May 13, 2016

KWE aims for 50% more volume in new mid-term plan

Nobutoshi Torii, newly appointed president, on the left, and Satoshi Ishizaki, the current president

Kintetsu World Express (KWE) held a press conference in Tokyo on May 13 in the presence of the top officials and executives including Satoshi Isizaki, president, explaining about a new mid-term management plan for three years starting from the current FY2016 (ending March 2017) and other matters. In the plan, KWE upholds a goal to increase handling volume of air and marine cargo by 50% each compared with the current levels. Ishizaki said at the conference that, "We will expand volume focusing on corporate accounts (priority customers), and offer bold rates for customers of APL Logistics (APLL) centering on retail-related ones, utilizing our purchasing power," indicating that it will shift a business policy of placing the highest priority on profits to one of being conscious of the expansion of its volume share.

The last business term's target numbers of performance and handling volume and their growth rate compared with the full year ending March 2016 (previous term) upheld in the mid-term plan are as shown in the tables. It will consolidate sales of APLL into those of KWE for a full fiscal year from the current year on, and plans to expand them by half as much again by way of increasing volume. As both air and marine cargo volume is planned to grow 1.5 folds, especially marine cargo volume is forecast to rise at the similar rate as the last three years in the previous mid-term plan when it surged dramatically. However, while air cargo's growth rates have stayed at around 3% for the past three years, it seems not easy for it to mark an additional growth of more than 50%.

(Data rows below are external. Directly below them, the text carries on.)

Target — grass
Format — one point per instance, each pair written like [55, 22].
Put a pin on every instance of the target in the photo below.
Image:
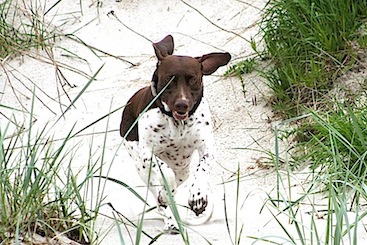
[334, 185]
[309, 44]
[37, 196]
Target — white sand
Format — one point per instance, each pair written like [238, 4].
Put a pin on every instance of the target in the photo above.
[240, 125]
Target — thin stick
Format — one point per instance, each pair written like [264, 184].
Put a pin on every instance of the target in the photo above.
[211, 22]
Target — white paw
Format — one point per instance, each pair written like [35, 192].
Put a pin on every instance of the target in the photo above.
[198, 198]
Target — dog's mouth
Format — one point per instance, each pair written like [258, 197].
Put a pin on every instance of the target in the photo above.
[180, 115]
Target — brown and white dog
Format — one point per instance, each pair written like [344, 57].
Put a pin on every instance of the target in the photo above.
[173, 121]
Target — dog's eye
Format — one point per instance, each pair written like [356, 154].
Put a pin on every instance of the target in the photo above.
[169, 78]
[193, 80]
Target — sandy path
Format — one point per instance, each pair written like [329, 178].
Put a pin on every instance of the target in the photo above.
[239, 123]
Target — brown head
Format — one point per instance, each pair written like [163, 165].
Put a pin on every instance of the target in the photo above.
[184, 73]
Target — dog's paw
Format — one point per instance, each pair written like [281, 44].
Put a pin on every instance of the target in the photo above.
[170, 228]
[198, 199]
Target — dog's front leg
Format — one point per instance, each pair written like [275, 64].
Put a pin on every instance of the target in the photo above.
[200, 188]
[160, 179]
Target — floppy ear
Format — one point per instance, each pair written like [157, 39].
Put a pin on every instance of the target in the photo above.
[164, 47]
[211, 62]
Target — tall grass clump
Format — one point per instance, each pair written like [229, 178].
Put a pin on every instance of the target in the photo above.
[310, 44]
[40, 194]
[343, 135]
[334, 188]
[22, 28]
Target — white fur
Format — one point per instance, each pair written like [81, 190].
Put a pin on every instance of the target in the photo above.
[167, 145]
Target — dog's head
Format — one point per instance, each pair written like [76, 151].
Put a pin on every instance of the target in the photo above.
[184, 75]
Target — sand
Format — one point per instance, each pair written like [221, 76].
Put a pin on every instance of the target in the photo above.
[243, 123]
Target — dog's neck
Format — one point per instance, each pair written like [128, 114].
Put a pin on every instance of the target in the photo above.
[158, 101]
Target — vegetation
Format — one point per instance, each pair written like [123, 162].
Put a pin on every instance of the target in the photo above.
[307, 44]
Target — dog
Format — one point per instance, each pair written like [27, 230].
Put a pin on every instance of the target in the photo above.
[173, 121]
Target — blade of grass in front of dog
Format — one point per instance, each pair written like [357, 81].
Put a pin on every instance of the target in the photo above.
[173, 207]
[225, 211]
[81, 92]
[141, 221]
[119, 232]
[124, 185]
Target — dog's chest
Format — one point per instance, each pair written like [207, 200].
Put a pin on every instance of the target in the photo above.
[173, 141]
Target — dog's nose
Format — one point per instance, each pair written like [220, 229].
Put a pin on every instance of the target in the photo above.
[181, 105]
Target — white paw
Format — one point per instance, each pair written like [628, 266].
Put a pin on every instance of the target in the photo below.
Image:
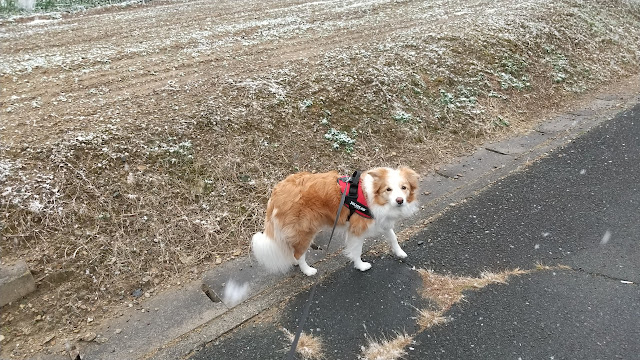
[309, 271]
[363, 266]
[400, 253]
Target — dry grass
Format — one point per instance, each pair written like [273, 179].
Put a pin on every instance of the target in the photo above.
[387, 349]
[139, 157]
[447, 290]
[309, 345]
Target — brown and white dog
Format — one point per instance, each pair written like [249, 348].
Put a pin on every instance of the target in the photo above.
[303, 204]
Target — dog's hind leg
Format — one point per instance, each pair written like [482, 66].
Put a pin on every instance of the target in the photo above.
[353, 250]
[300, 253]
[392, 240]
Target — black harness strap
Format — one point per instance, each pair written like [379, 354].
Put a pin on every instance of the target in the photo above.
[351, 201]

The priority customers include about ten European and American companies, and their total share in the air cargo volume is 27%. The company is to increase cargo volume commissioned from existing clients in those areas, while accelerating its effort to garner new customers.

As the company will positively offer competitive rates for contracts which it expects will generate profits in future, Ishizaki said it will "not target contracts which would not yield profits for long." In particular, the company aims to focus on ex-Asia cargo bound for North America in a bid to expand volume.

While its international business went well in the first half of FY2015, the company was compelled to mark a steep fall in its profit, and see the profit decline at the phase of operating profit and loss in the consolidated result due to the red ink stemming from APLL business whose accounting of the first-half fiscal term was consolidated. Although APLL posted a profit of about Y2.5 billion in the second half of FY2015, KWE, saddled with costs of more than Y800 million from the acquisition of APLL and more than Y3.3 billion from the amortization of goodwill, marked a deficit of more than Y1.4 billion in the final result for the whole fiscal year. Ishizaki explained, "APLL had been expected to make Y1 billion more operating profits than the actual result. However, both sales and profits eventually nosedived, against a background of the customers who had a special rate contract with us. Affected by stagnant cargo flow on the whole, the performance did swing downward."

In the current fiscal year, profits generated by APLL is estimated to rise. As the goodwill amortization will cost it approximately Y6.4 billion per year for the next 20 years, the final contribution to the profit will be limited. But the company plans to gradually accumulate the profit size. According to the profit plans in the new mid-term plan period, it is forecast to post a deficit of Y400 million in the current fiscal year, a profit of Y110 million in the full year ending March 2018, and a profit of Y210 million in the final year.